You won't get a brand new DeWalt, etc... in the $50 price range. Well, to qualify that, I mean a cordless drill. Skil, B&D, Ryobi, etc... have 14.4 volt NiCd cordless models in 1/2 keyless chuck configuration in that range. Cordless is handy, but if I only had that much cash to spend I'd probably get a pro brand corded drill.

Hammer drills are more expensive than regular drills, but they are necessary to effectively drill into concrete or masonry. 

You can get a pro-level Porter Cable NiCd 18v combo kit, which includes a 6-1/2 circ. saw, a reciprocating saw, a flashlight, a 1/2" all-metal keyless chuck drill, 2 batteries, charger, a bag, a blade for each saw and a philips/flat bit... all for $129.00 at Lowe's. The NiCd is the older technology, but the tools are high quality.


----------



## Hurriken (Jul 7, 2008)

I'm perfectly happy with a corded drill.

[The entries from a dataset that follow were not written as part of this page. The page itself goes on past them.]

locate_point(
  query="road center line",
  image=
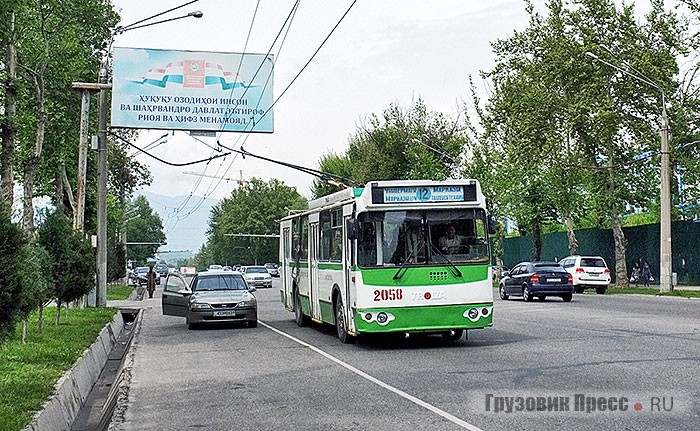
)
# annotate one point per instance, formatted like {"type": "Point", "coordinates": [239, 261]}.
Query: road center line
{"type": "Point", "coordinates": [455, 420]}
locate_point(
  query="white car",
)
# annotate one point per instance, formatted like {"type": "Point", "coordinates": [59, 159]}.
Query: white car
{"type": "Point", "coordinates": [257, 276]}
{"type": "Point", "coordinates": [588, 272]}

I have my B&D cordless to use as a "screw driver". At this point I don't really see myself drilling into concrete and masonry but you know what they say, "famous last words". My real frustration is not having enough power to do what I want. I was thinking a corded drill would solve that issue. I saw Milwaukee refurbished hammer drills on Amazon for ~$100.00. I may go with something like that. While I was hoping to spend only $50.00, I'd rather spend more than buy something cheap that won't last.


----------



## NailedIt (Jun 19, 2009)

I hear you on all points. BTW, I buy something from Amazon nearly every month, in the last 30 days: Baby crib $30 less than Wal-mart, electric chainsaw $40 less than Lowes, photoelectric smoke alarm $20 less, on and on... all with free shipping to my home within 5 days. I haven't had to return anything since first buying a set of wall lifting jacks from them 8-9 years ago. 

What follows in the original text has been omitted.